“We must learn to reawaken and keep ourselves awake, not by mechanical aids, but by an infinite expectation of the dawn, which does not forsake us in our soundest sleep.”
- Thoreau in Walden.
In a famous short story, Rip Van Winkle falls asleep in colonial New York and wakes up 20 years later to discover that the American Revolution has changed everything. In a recent article published in Ecology Letters, we report that a surprisingly large number of wildflower species display a similar phenomenon called prolonged dormancy, in which individual plants remain alive in the soil for one or more years, before reappearing above ground just like Rip Van Winkle. Some plants have even been recorded to remain dormant for ten years or more.
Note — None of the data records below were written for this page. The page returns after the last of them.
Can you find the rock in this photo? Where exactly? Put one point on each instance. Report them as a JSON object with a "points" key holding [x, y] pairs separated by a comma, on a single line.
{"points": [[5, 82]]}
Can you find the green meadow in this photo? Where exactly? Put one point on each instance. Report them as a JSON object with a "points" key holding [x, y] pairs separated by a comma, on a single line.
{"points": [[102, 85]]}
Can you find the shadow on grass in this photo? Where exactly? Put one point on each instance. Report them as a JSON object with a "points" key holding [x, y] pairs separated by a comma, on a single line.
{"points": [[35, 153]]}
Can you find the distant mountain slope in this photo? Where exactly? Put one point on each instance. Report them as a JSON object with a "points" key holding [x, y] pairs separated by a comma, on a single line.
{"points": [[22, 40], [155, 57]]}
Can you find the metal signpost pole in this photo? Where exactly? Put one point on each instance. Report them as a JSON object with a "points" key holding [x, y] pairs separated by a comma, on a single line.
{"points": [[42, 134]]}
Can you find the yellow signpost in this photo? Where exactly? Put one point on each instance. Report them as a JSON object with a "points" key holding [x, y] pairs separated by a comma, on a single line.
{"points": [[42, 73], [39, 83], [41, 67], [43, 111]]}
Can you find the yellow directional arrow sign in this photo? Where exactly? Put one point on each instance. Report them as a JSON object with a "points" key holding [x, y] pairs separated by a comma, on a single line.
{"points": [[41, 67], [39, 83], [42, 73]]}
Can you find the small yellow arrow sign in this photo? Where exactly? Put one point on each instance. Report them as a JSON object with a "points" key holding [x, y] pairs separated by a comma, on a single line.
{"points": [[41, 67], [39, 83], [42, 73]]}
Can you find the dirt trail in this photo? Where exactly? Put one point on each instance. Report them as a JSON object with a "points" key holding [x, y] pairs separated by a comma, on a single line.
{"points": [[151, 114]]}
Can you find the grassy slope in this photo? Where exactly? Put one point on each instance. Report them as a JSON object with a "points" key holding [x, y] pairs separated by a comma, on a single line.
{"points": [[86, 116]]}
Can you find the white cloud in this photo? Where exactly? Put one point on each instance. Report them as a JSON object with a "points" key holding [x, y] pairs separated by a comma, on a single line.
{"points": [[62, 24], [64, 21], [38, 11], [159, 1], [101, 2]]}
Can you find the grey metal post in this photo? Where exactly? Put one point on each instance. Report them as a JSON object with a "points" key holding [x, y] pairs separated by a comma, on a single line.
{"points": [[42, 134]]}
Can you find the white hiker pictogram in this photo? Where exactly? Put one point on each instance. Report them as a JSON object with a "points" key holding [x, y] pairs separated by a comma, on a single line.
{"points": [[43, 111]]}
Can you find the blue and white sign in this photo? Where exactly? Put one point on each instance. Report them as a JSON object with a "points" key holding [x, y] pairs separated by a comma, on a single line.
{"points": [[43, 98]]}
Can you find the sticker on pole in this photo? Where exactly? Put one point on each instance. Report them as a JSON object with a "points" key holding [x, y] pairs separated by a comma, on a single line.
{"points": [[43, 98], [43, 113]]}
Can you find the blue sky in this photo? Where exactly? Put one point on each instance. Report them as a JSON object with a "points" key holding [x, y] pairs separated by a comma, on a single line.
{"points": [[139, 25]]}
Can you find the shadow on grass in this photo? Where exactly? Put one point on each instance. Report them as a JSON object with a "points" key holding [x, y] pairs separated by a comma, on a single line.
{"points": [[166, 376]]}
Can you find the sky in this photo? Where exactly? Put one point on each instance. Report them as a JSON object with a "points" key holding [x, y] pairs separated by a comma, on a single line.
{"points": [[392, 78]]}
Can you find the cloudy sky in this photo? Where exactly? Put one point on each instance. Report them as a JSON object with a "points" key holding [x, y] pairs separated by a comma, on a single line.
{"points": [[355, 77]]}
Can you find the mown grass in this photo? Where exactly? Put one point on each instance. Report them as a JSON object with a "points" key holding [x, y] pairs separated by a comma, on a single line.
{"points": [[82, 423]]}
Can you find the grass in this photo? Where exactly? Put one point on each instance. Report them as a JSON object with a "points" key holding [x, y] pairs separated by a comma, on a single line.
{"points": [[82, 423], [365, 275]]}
A large proportion of the examples of dormancy are found in orchids. Orchids apparently survive underground for one or more years by obtaining nutrients from soil fungi.
Pink lady’s slipper orchids in Massachusetts sometimes remain dormant in the ground for one or more years before re-emerging.
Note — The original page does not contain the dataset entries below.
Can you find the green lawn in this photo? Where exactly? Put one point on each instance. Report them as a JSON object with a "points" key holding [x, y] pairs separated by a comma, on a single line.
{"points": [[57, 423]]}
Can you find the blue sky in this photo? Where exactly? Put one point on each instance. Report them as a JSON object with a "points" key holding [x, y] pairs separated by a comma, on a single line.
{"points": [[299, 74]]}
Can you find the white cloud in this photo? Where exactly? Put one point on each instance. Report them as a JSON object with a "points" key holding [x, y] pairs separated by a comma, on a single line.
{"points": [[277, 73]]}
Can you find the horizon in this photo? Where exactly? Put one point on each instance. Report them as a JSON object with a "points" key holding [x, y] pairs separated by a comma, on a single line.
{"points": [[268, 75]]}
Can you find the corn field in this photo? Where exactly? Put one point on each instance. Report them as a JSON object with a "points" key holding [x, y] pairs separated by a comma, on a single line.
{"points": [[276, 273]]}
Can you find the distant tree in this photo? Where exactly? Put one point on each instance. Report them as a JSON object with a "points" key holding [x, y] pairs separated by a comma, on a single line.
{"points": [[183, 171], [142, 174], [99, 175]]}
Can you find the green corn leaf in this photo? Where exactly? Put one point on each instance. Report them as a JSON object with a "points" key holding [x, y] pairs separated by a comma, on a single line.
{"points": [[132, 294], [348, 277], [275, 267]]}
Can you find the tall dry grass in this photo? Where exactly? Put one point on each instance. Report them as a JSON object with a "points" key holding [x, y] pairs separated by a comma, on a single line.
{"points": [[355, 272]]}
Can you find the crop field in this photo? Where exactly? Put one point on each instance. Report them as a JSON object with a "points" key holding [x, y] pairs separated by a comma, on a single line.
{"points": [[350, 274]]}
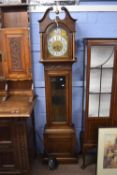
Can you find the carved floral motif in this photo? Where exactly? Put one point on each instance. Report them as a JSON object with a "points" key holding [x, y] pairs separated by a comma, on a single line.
{"points": [[15, 50]]}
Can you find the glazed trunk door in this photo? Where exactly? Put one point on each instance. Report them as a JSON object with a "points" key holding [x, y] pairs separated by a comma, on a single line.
{"points": [[100, 78], [16, 54], [58, 95]]}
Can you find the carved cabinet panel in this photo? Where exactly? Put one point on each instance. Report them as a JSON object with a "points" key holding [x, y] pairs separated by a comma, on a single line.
{"points": [[16, 150], [17, 58]]}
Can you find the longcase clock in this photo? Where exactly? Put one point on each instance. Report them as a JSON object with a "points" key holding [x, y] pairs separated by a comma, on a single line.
{"points": [[57, 55]]}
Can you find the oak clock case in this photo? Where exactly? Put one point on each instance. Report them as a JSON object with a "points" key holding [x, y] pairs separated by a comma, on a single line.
{"points": [[16, 91], [100, 89], [57, 54]]}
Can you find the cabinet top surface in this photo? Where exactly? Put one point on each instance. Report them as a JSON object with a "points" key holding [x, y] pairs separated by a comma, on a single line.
{"points": [[16, 106]]}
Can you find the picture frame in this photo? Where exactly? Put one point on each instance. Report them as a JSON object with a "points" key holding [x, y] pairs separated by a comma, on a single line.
{"points": [[107, 151]]}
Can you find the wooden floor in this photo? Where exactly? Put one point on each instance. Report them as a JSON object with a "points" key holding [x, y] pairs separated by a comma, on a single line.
{"points": [[70, 169]]}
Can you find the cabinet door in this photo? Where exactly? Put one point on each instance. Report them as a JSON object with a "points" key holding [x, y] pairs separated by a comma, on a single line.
{"points": [[100, 85], [16, 53], [58, 96]]}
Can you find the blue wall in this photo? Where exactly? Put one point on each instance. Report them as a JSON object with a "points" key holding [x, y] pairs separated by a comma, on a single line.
{"points": [[89, 24]]}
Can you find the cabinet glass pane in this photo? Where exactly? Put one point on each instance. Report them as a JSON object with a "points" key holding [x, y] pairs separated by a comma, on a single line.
{"points": [[94, 80], [105, 100], [93, 105], [102, 56], [58, 99], [106, 83]]}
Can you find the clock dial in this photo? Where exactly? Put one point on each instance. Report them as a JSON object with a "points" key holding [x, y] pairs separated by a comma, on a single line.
{"points": [[58, 43]]}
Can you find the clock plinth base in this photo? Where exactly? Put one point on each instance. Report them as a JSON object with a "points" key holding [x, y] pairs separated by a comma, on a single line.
{"points": [[60, 143]]}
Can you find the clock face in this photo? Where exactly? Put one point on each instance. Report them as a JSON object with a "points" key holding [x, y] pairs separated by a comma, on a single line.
{"points": [[58, 42]]}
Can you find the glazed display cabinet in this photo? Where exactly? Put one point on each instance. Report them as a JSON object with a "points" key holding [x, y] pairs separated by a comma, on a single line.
{"points": [[100, 96]]}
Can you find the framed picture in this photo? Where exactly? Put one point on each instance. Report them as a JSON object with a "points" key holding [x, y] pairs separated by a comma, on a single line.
{"points": [[107, 151]]}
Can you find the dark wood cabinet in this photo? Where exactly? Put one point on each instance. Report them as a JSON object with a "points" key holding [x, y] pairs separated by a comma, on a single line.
{"points": [[57, 54], [16, 61], [16, 91], [100, 89], [16, 145]]}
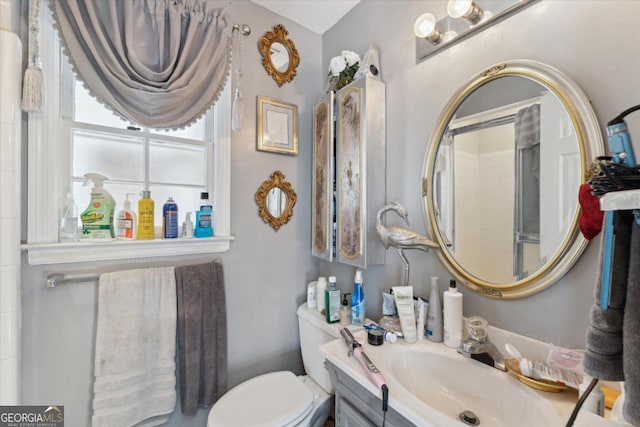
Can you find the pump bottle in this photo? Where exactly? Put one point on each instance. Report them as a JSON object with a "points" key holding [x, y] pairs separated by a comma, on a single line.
{"points": [[126, 221], [345, 310], [332, 301]]}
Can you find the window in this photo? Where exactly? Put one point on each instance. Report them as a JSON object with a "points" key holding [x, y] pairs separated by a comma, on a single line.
{"points": [[168, 163], [77, 135]]}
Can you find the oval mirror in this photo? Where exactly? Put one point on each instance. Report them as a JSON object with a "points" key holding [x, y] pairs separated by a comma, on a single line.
{"points": [[275, 199], [279, 55], [501, 178], [276, 202]]}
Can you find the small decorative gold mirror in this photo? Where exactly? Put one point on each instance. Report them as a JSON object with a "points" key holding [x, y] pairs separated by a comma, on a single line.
{"points": [[275, 199], [279, 55]]}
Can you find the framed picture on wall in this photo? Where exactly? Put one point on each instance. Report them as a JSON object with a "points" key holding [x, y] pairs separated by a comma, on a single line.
{"points": [[277, 126]]}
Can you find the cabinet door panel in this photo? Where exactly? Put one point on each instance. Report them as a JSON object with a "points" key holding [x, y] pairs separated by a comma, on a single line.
{"points": [[349, 177], [351, 417], [323, 200]]}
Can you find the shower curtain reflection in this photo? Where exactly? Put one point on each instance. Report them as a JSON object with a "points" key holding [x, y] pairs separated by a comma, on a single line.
{"points": [[489, 209]]}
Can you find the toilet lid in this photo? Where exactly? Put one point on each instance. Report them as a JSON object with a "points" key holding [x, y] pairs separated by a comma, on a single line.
{"points": [[273, 399]]}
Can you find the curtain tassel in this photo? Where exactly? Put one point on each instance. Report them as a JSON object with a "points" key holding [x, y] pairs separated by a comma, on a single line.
{"points": [[33, 82], [33, 90]]}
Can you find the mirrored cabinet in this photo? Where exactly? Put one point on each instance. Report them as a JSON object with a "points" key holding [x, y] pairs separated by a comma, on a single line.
{"points": [[349, 176]]}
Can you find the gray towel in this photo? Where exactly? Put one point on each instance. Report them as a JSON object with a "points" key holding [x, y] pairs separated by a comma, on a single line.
{"points": [[604, 348], [202, 335], [631, 333]]}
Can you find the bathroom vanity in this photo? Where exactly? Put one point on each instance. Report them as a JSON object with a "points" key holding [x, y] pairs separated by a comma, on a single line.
{"points": [[355, 406], [432, 385]]}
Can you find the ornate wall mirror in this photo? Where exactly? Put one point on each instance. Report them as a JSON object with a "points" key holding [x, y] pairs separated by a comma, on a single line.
{"points": [[501, 178], [279, 55], [275, 199]]}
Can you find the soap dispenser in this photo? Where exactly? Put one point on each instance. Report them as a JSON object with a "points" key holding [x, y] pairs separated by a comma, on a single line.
{"points": [[126, 221], [345, 311]]}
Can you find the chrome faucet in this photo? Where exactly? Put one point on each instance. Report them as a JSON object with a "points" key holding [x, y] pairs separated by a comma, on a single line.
{"points": [[478, 347]]}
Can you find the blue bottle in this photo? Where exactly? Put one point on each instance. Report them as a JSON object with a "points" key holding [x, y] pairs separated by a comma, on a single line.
{"points": [[204, 218], [170, 219], [357, 301]]}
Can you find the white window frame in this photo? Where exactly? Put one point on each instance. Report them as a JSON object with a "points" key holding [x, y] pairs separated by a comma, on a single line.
{"points": [[49, 177]]}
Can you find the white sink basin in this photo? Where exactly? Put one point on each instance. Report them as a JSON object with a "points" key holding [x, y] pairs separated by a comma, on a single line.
{"points": [[451, 383], [431, 384]]}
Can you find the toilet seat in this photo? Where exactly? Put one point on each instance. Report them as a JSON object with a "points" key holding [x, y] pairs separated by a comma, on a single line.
{"points": [[273, 399]]}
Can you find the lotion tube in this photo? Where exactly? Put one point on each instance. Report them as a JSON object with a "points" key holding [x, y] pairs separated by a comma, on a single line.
{"points": [[406, 312], [422, 317]]}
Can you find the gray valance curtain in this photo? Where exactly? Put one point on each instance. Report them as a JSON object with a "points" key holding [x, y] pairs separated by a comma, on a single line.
{"points": [[157, 63]]}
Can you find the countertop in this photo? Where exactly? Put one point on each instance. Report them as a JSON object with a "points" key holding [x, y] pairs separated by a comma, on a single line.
{"points": [[416, 410]]}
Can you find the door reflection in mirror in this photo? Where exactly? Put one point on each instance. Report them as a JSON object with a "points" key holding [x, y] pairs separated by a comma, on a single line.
{"points": [[488, 184]]}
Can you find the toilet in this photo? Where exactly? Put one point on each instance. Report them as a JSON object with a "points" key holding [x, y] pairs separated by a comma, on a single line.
{"points": [[281, 398]]}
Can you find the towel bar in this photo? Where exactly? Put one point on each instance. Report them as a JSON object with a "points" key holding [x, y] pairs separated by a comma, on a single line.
{"points": [[59, 279]]}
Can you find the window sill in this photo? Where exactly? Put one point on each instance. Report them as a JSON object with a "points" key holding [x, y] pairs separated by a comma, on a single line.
{"points": [[62, 253]]}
These observations of dormancy are made during long-term studies of plant populations in which researchers monitor tagged and mapped individual plants. The results can inform conservation managers, who typically aim to protect rare plants and their habitats. Dormant plants represent special challenges to land managers if they are not seen for many years.
The ability of some plants to successfully enter and emerge from dormancy may give them an advantage in surviving periods when there are harmful conditions, such as drought or large numbers of herbivores. This seems to be a bet-hedging strategy in which the disadvantage of missing a growing season by remaining dormant is less than the disadvantage of emerging from the ground in an unfavorably year. Our study demonstrates that wildflowers, just like Rip Van Winkle, sometimes need a good long sleep.